Thursday, November 17, 2011

Going French with Eric Beecher - Civil Society Journalism


Eric Beecher is probably Melbourne’s most outstanding media entrepreneur. To all intents and purposes he is a self-made media mogul, albeit on a small global scale and thankfully perhaps, one who did not inherit his media products from a parent. In this way he epitomises the spirit of liberal capitalism, which welcomes hard work, innovation and determination to take and make money in the marketplace.

The take and make framework is a well established model for all manner of enterprises – with some exceptions, namely the media. In Australia there are well known models of state funding for industries that cannot survive without Federal and State Government support. The Australian Film Industry, Ballet, Opera, Orchestral Music, Literature, Children’s Television are obvious ones which are all variously supported and defended by keepers of whatever faith is being promulgated therein.

Film buffs will defend to the death Australian cinema and government support. Ask an opera buff to give up that boondoggle and all hell will break loose. This narrative is played out over and over again and with good reason. Civil society in Australia and around the world is enriched by public support for otherwise unsustainable artistic activity. It is a long and worthy list.

So it was both a surprise yet nothing new to read the submission from Eric Beecher to the Australian Government’s Media Inquiry. Mr Beecher is advocating for an Australia Council-like institution to fund what he considers ‘quality journalism’.  

He also refers in the document to ‘public trust journalism’ and ‘meaningful journalism enterprises,’ suggesting that the categorization of what he considers worthy of promoting is mercurial at best. Unfortunately, he complicates the matter and his argument by talking about ‘commercial journalism,’ when what he seems to really mean is a type of journalism that makes civil society in Australia worthy of the name.    
 ‘Australian governments should engage in serious discussion and analysis of the potential collateral damage that could be inflicted on our civic society if expensive commercial-sector quality journalism is no longer viable,’ Beecher said in his submission.

‘This could be done – as it is France, on a large scale – by the creation of independently administered government incentives that foster media start-ups and innovative commercial journalism ventures. This approach, possibly using an independent funding mechanism like the Australia Council, could allocate grants on a project basis (to independent publishers as well as ventures such as The Australian Literary Review), would expand the diversity of ownership of independent journalism.’
Mr Beecher makes it clear that he is not in favour of questions about government funding of quality journalism.

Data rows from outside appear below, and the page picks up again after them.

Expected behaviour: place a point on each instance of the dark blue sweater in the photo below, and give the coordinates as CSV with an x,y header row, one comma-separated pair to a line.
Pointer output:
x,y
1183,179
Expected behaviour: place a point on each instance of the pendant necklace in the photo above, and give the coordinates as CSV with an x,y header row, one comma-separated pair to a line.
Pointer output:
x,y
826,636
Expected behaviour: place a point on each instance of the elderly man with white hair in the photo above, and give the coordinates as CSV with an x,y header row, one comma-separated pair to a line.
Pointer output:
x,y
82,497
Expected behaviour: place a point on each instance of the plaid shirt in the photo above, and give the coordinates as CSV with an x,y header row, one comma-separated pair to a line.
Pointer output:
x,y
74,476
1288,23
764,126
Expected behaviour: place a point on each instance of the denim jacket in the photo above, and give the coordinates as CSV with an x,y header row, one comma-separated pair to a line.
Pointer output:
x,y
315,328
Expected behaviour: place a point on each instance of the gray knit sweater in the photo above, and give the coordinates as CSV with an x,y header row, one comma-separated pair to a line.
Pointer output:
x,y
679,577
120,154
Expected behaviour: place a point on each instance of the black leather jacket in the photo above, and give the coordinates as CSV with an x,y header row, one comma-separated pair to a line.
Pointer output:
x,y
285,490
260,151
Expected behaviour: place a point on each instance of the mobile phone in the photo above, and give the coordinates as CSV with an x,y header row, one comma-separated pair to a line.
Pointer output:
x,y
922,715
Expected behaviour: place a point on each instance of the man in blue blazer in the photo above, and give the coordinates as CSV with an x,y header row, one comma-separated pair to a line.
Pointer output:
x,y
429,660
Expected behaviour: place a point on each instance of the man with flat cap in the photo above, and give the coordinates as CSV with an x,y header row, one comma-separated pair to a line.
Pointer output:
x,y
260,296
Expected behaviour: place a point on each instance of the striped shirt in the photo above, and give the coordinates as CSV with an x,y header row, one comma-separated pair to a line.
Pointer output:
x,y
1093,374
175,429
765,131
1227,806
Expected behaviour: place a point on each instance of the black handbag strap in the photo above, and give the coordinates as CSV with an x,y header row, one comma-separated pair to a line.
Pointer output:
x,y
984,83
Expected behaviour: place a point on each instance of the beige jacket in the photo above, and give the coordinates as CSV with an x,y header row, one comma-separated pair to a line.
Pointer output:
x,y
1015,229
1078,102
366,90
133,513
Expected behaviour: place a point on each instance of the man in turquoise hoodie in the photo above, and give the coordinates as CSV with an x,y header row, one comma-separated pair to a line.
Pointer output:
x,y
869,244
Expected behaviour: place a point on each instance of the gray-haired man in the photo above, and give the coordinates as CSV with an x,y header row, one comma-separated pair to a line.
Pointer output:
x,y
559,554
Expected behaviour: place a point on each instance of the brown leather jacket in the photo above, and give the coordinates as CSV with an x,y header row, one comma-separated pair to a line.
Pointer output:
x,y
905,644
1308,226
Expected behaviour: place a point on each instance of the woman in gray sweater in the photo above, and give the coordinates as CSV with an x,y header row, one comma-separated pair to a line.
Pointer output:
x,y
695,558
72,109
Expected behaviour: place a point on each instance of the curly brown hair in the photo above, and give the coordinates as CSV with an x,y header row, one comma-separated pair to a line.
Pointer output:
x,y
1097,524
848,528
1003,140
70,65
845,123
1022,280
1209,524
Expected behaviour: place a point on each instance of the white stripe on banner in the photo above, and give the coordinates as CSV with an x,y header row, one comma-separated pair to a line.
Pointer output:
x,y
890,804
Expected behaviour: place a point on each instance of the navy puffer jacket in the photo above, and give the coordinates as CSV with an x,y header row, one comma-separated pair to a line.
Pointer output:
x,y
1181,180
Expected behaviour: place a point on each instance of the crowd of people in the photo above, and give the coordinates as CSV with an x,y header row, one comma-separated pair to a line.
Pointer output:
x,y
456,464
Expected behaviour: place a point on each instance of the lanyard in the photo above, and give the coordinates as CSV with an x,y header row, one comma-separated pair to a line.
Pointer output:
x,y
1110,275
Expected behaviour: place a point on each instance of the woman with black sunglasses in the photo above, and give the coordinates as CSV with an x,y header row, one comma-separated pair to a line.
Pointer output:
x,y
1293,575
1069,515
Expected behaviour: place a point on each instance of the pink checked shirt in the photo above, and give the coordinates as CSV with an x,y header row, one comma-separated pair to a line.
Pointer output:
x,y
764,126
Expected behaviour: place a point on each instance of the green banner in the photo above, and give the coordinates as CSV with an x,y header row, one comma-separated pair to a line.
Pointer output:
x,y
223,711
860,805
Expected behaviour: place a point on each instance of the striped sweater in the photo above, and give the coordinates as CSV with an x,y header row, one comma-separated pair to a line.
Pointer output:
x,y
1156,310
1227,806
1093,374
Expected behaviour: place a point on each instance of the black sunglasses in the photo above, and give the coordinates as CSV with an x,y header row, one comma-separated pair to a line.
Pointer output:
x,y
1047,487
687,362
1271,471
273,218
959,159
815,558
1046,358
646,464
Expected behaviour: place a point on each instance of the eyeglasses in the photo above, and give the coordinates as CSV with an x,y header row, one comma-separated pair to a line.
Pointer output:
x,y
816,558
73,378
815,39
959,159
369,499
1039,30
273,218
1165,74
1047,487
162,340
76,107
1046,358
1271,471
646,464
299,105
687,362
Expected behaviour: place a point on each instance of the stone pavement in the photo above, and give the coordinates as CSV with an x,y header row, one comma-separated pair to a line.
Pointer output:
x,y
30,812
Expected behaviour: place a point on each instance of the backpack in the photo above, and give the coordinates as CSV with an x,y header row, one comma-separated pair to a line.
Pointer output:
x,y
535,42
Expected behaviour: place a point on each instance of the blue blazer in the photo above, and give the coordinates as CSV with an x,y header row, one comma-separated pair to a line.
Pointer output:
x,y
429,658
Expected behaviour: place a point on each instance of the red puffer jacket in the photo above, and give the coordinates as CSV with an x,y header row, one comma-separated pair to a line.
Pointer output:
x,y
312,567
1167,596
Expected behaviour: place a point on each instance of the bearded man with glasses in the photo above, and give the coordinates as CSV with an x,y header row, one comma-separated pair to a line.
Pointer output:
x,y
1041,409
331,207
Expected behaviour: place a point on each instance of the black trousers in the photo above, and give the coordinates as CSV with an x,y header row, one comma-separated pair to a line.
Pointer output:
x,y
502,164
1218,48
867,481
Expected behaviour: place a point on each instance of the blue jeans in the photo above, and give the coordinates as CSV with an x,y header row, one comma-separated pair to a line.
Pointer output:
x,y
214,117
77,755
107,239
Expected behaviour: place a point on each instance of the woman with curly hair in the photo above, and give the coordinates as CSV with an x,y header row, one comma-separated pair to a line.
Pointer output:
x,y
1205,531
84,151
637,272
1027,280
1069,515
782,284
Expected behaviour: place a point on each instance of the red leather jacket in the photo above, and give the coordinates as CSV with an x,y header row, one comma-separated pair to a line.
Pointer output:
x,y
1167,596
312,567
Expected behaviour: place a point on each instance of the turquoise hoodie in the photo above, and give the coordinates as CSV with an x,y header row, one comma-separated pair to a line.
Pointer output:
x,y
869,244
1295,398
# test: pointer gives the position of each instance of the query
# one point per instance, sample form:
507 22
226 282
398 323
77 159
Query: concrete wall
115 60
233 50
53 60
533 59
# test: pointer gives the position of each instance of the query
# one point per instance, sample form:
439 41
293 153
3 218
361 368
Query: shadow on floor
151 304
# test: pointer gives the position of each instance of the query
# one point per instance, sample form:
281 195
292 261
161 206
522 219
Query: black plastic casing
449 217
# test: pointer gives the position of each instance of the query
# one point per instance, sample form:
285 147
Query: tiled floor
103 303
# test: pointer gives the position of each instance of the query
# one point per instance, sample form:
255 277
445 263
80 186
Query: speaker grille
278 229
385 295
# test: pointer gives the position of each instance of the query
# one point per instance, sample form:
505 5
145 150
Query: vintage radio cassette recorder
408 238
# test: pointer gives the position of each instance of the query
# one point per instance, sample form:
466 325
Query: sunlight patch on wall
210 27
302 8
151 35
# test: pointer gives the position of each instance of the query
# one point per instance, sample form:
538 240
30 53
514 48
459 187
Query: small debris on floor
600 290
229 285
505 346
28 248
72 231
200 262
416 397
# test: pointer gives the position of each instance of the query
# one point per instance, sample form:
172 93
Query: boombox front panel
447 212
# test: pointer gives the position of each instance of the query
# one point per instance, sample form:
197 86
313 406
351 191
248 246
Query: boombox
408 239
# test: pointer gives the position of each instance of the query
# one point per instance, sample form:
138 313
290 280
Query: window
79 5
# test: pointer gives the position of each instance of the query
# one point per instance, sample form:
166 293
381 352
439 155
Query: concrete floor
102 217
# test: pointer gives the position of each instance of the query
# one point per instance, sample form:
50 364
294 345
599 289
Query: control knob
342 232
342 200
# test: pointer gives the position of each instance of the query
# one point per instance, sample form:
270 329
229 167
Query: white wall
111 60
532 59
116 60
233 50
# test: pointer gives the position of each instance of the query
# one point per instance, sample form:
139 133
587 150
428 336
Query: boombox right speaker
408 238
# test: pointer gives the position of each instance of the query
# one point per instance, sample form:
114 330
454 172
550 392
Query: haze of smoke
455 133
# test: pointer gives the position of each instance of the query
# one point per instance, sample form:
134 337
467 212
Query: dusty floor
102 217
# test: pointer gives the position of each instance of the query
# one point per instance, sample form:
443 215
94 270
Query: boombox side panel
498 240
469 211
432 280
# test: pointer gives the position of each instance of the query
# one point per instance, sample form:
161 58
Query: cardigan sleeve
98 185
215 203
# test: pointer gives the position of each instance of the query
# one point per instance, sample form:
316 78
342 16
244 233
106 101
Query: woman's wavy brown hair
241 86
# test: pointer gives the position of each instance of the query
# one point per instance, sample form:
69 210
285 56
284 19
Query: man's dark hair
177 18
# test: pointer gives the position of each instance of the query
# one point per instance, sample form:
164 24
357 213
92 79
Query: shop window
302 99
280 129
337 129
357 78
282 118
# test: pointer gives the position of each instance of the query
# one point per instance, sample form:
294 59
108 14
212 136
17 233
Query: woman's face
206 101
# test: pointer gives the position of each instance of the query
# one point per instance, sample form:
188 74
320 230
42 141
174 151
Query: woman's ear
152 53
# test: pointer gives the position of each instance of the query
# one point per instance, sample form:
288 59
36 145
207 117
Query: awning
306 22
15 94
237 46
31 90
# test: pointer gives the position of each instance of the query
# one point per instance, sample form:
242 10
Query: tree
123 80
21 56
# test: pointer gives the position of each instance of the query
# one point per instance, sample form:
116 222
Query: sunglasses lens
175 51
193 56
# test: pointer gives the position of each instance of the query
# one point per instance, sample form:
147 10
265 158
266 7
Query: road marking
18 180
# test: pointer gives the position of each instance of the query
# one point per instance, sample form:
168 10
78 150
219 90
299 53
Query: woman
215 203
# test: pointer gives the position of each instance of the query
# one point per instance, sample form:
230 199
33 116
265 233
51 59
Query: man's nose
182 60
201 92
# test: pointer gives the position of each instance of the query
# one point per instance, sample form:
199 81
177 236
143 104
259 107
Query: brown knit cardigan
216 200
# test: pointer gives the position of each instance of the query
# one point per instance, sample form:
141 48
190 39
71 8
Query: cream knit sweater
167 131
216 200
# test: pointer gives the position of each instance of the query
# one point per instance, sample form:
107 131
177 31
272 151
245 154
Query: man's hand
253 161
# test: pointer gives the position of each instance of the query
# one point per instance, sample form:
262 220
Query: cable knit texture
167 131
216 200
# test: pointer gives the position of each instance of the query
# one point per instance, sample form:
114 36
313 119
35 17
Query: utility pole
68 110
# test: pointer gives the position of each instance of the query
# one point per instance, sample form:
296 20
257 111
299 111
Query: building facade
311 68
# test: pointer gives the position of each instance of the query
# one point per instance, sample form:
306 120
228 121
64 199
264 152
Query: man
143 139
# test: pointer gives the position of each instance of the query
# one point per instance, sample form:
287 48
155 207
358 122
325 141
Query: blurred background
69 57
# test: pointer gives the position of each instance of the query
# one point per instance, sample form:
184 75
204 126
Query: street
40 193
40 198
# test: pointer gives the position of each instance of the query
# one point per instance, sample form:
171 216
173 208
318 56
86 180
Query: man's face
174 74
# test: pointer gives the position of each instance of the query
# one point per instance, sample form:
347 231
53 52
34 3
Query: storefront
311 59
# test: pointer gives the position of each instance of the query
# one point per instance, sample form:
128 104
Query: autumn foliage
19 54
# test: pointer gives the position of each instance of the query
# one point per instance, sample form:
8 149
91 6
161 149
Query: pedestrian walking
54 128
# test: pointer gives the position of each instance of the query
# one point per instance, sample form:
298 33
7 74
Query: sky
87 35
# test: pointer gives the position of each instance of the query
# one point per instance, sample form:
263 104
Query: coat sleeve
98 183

‘The relevant question is not: “Is government funding of public trust journalism a bad idea?” The relevant question is: “What kind of country would we have if the commercial funding of quality journalism was devalued to the point where it no longer fulfilled its historic watchdog role?”’

Do we need a new category of journalism? How about civil society journalism? This is journalism that meets the old standards of social responsibility journalism by meeting the obligation to inform and educate and entertain. It would go beyond the claims that social responsibility journalism does little more than reflect the limited imagination that drives ‘responsibility’: the kind of ‘to whom much is given much is expected’ kind of cant, which every dubious evangelist mouths with cherubic solicitude.
Civil society journalism will not be directed to the good and the great, the educated and the excellent – in other words, the elites of society. It will be a much more complicated beast, a multi-headed hydra that represents the diverse interests pulling and pushing at society.

Curiously, civil society journalism already exists and has a name: it is the internet.
The bottom line here is that what Mr Beecher wants is journalism that is not News Corporation. In making this case for diversity of ownership he is absolutely correct – various cities in Australia are dominated by News Corporation publications. Brisbane and Adelaide, Hobart and Darwin citizens have few print media options but a News Corporation perspective.

News Corporation journalists and editors wave their hands in protest at suggestions that there is a News Corporation line and rightly so. Every paper has a line. Why Australian news organizations persist with the myth that there is an objective style of journalism, or that there is no bias is a waste of time.

The fact remains that all information is determined by its source and the forces that impinge of that source. This fact is well known from the history of The New Journalism which emerged in the 1960s, as a means of placing the messenger in first person form in the story. And yet we persist with the idea that journalists are capable of reporting some objective truth.

What we need are clear rules about enhancing the flow of information to citizens so that there is some confidence that as much as possible is available for scrutiny.

Mr. Beecher’s proposal for a funding organization to support quality journalism has value. However, it is not in the self-serving call for a public organization to offset News Corporation’s hegemony. It is revealing that Mr. Beecher believes that the refined tastes of traditional values and history should be embodied in quality journalism. In the era of the internet, such an appeal is conservative, and Mr Beecher is what I would consider a good Melbourne liberal.

These days, journalism is open to all sorts of abuses, mostly through the internet. Furthermore, most citizens under 35 gather their news from social media cites, not from newspapers.

Certainly the French have a grand idea for publicly funding full coverage of French society. That should go with their interest in the values of equality liberty and fraternity. The question for Mr Beecher and for anyone who cares about civil society, is how Australia can create an institution that promotes those values within the take and make framework.